In my script, page 5 is something else, I skipped to the following page, and called it page 6. How the Photoshop files looked, Page 4, Page 5. How the script looks: Page 4, Page 5, Page 6.
I made a mistake.
Making a mistake is humiliating and depressing. With a lot of effort, I snapped out of it, pushed aside my embarrassment. I’ll show you exactly what happened. TOP
I used to be really good at keeping track of numbers. Since sclerosis ate my brain, not so much. I forget sometimes that the skills I had aren’t there anymore. Making a mistake, such as skipping a whole page, forces me to remember.
The difference between how I used to be and how I am now, is that now I have to think about everything a lot. At the same time, I have the memory of keeping track of numbers without effort. The before and now is a constant conflict for me. TOP
Fixing the Mistake
Fortunately, adding the missing page isn’t a big deal. I used the art from Page 4, renamed files, adjusted the background, elements, and added different captions.
More good news. This means I’m one page closer to finishing the issue than I thought. Yay for me!
Page 7 Steps
It’s time to leave the underground and find out what’s happening with the other characters, which means starting a new scene. I had to purge my brain. Forget the first 5 pages and put them away. A new scene is like starting a new book. Then, after, piece it all together in a way that I hope makes sense to someone else beside me.
Step 1 – Picking the Angle
Page 7 jumps to a jail cell scene and I want something a bit different. There are so many different angles and perspectives that can be used in art whether it’s a graphic novel or a camera view. I’ve yet to find a website that has a list of all terms. Send me a message if you know site like that.
Usually, when I’m picking an angle, my thought process goes something like this:
You know that angle? That view? What’s the name of that angle again? It’s a different angle. The angle has to be… at an angle.
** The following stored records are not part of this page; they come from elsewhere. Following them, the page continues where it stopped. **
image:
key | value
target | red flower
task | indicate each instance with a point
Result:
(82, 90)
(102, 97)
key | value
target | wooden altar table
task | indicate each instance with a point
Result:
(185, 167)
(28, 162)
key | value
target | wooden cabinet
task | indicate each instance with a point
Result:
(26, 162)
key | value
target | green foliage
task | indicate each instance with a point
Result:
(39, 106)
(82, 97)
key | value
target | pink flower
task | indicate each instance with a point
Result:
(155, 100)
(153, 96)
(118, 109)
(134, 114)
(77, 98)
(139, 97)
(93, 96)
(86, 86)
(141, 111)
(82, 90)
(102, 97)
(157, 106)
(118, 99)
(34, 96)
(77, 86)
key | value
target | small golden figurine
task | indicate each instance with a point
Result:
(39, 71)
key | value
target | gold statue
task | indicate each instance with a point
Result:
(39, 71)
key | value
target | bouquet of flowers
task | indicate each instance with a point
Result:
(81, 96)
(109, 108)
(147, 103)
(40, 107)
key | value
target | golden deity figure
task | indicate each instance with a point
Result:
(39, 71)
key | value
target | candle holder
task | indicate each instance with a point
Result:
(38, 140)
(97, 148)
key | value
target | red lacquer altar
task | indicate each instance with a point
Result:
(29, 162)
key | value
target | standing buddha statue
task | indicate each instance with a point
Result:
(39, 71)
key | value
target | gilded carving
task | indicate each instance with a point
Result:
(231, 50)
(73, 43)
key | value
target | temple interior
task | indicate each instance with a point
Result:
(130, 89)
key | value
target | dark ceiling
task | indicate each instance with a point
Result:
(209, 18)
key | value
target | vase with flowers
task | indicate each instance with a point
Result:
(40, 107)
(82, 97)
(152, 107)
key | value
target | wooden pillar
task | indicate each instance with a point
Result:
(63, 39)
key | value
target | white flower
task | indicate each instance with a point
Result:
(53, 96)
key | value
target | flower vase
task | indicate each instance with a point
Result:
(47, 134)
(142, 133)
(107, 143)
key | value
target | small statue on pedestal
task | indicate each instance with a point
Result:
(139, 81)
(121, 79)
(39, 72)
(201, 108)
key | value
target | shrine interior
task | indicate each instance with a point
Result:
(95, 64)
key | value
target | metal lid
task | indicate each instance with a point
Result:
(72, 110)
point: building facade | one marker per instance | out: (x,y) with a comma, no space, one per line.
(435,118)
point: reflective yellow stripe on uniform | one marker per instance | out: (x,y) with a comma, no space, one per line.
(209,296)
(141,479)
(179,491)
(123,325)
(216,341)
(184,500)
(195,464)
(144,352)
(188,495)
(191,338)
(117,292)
What’s the term for that?! Dammit. Maybe google with help. Shit. Google doesn’t help. Lemme try a different search engine. Wait! What was that google search result I just closed?
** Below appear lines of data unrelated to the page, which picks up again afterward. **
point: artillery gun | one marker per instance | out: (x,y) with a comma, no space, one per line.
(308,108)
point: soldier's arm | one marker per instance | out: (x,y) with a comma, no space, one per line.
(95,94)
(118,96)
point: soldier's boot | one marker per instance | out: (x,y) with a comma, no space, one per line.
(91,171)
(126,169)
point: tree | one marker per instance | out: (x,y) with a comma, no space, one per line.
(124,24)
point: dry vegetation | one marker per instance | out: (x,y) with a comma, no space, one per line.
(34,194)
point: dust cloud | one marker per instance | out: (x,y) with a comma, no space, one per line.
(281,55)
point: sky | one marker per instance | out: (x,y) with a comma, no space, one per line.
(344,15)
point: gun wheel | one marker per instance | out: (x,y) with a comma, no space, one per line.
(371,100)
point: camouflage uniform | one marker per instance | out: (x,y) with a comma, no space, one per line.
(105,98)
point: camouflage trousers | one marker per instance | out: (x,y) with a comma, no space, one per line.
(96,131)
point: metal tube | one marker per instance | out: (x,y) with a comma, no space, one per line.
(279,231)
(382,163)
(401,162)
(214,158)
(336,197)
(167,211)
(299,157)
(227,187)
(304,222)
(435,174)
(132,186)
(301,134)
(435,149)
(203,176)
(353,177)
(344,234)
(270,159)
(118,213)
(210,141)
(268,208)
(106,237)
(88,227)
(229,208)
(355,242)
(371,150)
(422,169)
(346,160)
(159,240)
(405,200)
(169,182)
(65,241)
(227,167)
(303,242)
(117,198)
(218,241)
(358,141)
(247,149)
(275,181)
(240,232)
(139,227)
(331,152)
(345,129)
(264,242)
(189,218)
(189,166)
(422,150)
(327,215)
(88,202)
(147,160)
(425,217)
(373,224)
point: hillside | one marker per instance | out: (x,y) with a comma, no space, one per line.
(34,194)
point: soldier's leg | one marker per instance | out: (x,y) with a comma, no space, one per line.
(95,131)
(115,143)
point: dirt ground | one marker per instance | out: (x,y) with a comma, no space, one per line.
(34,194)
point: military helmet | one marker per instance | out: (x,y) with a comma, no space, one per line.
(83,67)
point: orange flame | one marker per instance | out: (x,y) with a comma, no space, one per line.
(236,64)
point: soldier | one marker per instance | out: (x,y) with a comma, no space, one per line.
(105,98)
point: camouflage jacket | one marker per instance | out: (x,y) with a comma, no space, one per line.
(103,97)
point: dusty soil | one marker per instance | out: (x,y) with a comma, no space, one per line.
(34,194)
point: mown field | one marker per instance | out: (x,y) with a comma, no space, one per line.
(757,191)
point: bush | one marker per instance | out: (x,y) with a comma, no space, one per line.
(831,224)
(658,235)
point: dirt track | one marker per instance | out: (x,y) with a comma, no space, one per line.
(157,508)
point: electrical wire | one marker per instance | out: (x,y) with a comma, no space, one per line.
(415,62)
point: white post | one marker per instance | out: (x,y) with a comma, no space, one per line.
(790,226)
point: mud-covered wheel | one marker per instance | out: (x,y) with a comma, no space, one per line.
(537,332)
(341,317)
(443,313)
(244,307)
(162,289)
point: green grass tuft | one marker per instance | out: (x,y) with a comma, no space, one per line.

I finally found the term for the angle I imagined. The Dutch Angle.
Step 2 – Picking the Sequence
I have a good idea of how this scene plays out. It’s simple. We’re now in jail. Figuring out how to get out of jail comes later. For now, this is a jail scene, with bars, lock, and no key.
And nothing happens. No action or movement.
I read my script again. There’s dialogue, but it’s static. Nothing moves. It seems I made a mistake again.
You might guess my bad habit at this point. I tend to get waaay ahead of myself. I’m so eager to get to the end of the issue that I forget obvious things like action.
Step 3 – Rewrite Page 7
My first idea is to split Page 7 into two pages. I’m not keen on that idea because it means adjusting page numbers (shudder), but visually it makes sense. It make sense emotionally, too.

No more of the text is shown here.